Bob’s post-SFS life has been marked by both joy and sadness. Marge passed away in 2003. Their son, John, with whom Bob worked in the masonry business, died three years later. Since 2008, Bob has taught adult education courses at Johns Hopkins’ Osher Lifelong Learning Institute. His offerings include Bellow, Malamud and Roth and Tolstoy’s Short Stories. He has also taught entire courses centered upon single literary masterworks: War and Peace, The Brothers Karamazov and Ulysses. By the way, Bob was introduced to the Hopkins program by a woman named Floss Tiemann, whom he now slyly refers to as “my roommate.”
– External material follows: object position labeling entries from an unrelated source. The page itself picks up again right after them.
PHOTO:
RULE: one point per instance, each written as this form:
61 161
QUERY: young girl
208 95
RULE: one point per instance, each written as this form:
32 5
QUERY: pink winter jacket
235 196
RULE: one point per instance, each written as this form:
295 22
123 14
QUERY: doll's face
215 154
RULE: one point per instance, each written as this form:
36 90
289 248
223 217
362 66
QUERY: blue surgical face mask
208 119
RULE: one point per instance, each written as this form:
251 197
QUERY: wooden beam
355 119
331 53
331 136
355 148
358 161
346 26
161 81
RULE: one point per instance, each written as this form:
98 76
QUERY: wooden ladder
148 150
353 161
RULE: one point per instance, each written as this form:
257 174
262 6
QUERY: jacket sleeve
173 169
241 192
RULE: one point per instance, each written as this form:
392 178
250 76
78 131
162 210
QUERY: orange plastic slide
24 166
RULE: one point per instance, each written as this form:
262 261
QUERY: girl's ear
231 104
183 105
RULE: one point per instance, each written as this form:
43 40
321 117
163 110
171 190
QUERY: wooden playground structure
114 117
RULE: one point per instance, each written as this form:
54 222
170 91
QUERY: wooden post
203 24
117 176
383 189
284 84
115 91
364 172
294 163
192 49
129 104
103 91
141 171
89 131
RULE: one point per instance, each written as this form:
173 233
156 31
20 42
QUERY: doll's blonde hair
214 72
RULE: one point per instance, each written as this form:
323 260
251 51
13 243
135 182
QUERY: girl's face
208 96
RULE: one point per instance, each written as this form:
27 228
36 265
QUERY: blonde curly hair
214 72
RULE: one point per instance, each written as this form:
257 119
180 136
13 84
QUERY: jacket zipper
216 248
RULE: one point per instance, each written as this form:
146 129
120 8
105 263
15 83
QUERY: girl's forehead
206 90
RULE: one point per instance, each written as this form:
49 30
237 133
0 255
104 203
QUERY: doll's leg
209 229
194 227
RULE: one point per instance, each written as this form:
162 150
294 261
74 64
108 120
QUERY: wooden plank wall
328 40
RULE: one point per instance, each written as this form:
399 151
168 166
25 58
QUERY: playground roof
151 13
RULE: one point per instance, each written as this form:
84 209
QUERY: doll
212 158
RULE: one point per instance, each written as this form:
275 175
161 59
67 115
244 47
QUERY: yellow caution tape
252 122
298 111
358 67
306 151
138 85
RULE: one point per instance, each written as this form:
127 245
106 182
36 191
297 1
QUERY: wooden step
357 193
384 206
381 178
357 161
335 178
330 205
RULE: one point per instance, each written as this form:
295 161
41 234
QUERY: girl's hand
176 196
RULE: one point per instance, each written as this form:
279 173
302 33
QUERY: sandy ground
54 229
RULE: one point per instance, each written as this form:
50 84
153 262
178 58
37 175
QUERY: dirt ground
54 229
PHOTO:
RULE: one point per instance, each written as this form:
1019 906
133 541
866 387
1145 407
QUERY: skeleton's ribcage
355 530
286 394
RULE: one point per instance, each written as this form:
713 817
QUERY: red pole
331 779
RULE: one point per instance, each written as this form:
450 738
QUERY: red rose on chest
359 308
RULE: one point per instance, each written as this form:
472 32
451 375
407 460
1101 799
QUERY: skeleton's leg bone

Apart from his pedagogical endeavors, Bob enjoys playing chess every Saturday with son Jim, a senior analyst at the Institute for Defense Analysis. Wednesdays are for tennis matches with friends he laughingly refers to as the “Geriatric Group.” Apparently they are healthy bunch: one member is a 94 year old retired psychiatrist. What spare time Bob has is devoted to engaging with his 15 grandchildren and 15 great-grandchildren. Two more great-grandkids are, as he puts it, “in the oven.” Bob proudly informed me that one grandson, Dustin, penned a New York Times bestseller, The Rule of Four, while he was in med school. Doesn’t surprise me one bit: Dustin obviously inherited those Thomason genes!

As I was leaving campus to interview Bob for this article, I happened to run into a member of the class of 1987, a Swarthmore graduate with a Ph.D. in clinical psychology. I told her I was about to have lunch with “Mr. Thomason,” wondering if she had taken any of his classes. “Are you kidding?” the alumna asked. “He taught me how to write! Please tell him I am eternally grateful.” I was not at all surprised by this typical Thomason accolade. So many of us in the Sidwell Friends community feel gratitude for what this extraordinary man has given us.